Atigeo, a cloud software provider for health care, has launched applications for health record coders and personal medical research based on its xPatterns big data platform.
The company is demonstrating both xPatterns C.A.C. (Computer Assisted Coding) and MedConnect at the American Health Information Management Association 2012 conference from Oct. 1 to 3 in Chicago.
On Sept. 28, Atigeo commercially launched xPatterns C.A.C., for hospitals, doctors’ offices and payers.
In beta for the past year, xPatterns C.A.C. automatically generates clinical codes from in-patient or outpatient hospital visits, or patient exams in a doctor’s office, and allows providers to simplify code validation.
“We’ve tooled the platform so it operates in whichever one of those [environments] the customer needs to operate within,” Christopher Burgess, chief operating officer and chief security officer for Atigeo, told eWEEK.
It allows organizations to improve the accuracy of billing, said Michael Sandoval, Atigeo’s chairman and CEO.
Working with xPatterns C.A.C. enables users to see International Classification of Diseases (ICD)-9 and ICD-10 claims code data side by side.
The health care industry is required to adopt ICD-10 by 2014. On Aug. 24, the U.S. Department of Health and Human Services announced the extension of the deadline to 2014 to begin using the ICD-10 codes.
This visibility of both ICD-9 and ICD-10 should lead to better patient outcomes and revenue, according to Atigeo. The codes are also supposed to speed up provider-payer turnaround, enable automatic traceability of which coder entered the record and allow doctors to spend more time with patients, the company reported.
The application’s analytical dashboards allow health care organizations to view clinical outcomes, doctors’ workloads and analytics for population health management.
In addition, xPatterns C.A.C. helps solve health care obstacles of fraud and waste, Atigeo reported. The application’s audit mode allows doctors and hospital administrators to fix undercoding, overcoding and miscoding.
“It provides for traceability with the coders,” said Sandoval, who noted that health insurers use the software for payer audits.
Furthermore, xPatterns C.A.C. can search through patients’ electronic health records (EHRs) to make automatic code recommendations.
The software supports coding consistency, said Burgess.
“When they make a correction over something the tool coded, that is immediately learned so the next time around if they or another coder in their group has a similar set of diagnostics or other verbiage inside an encounter note, it will be coded in the correct manner that was identified by that coder,” said Burgess.

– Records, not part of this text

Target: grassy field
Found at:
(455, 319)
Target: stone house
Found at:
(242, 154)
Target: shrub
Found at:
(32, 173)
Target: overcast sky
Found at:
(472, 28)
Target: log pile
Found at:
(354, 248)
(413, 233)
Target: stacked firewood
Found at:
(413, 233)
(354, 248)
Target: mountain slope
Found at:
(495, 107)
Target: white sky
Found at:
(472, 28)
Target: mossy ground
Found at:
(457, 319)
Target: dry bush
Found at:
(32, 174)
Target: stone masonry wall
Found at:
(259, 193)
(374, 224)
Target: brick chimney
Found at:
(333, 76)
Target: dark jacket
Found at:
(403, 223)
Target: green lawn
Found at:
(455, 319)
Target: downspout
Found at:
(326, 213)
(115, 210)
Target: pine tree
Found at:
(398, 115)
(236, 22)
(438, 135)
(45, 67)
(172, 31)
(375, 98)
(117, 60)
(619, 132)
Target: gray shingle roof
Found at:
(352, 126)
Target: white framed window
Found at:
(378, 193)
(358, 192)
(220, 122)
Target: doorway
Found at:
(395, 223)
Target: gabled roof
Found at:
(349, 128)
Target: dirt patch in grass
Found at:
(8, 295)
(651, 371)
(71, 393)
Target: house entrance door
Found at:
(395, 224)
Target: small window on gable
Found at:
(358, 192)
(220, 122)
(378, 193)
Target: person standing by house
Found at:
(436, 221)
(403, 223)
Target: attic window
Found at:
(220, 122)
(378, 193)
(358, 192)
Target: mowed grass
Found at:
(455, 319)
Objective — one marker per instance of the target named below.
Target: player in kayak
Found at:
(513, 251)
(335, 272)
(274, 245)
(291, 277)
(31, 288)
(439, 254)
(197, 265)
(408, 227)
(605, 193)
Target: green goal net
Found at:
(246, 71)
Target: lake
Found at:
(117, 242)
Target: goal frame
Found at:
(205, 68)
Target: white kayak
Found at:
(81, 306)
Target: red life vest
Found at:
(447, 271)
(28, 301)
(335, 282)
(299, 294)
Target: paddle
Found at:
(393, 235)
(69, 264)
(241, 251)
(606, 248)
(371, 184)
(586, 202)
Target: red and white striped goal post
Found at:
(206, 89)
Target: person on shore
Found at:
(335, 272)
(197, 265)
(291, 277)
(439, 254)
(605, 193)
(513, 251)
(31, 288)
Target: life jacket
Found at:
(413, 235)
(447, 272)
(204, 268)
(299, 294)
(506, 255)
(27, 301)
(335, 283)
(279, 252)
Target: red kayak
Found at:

On July 24, Atigeo launched another application on xPatterns called PubMed Explorer, which pulls data from the National Institute of Health’s PubMed database to generate search results for medical data based on context.
Meanwhile, on Oct. 1 Atigeo introduced MedConnect, an application available for Apple iOS that uses the company’s xPatterns big data platform to analyze data in research papers and clinical trials. “The xPatterns MedConnect application puts the power of medical research into the hands of patients,” said Sandoval.
MedConnect allows patients to search for medical information specific to them, he said.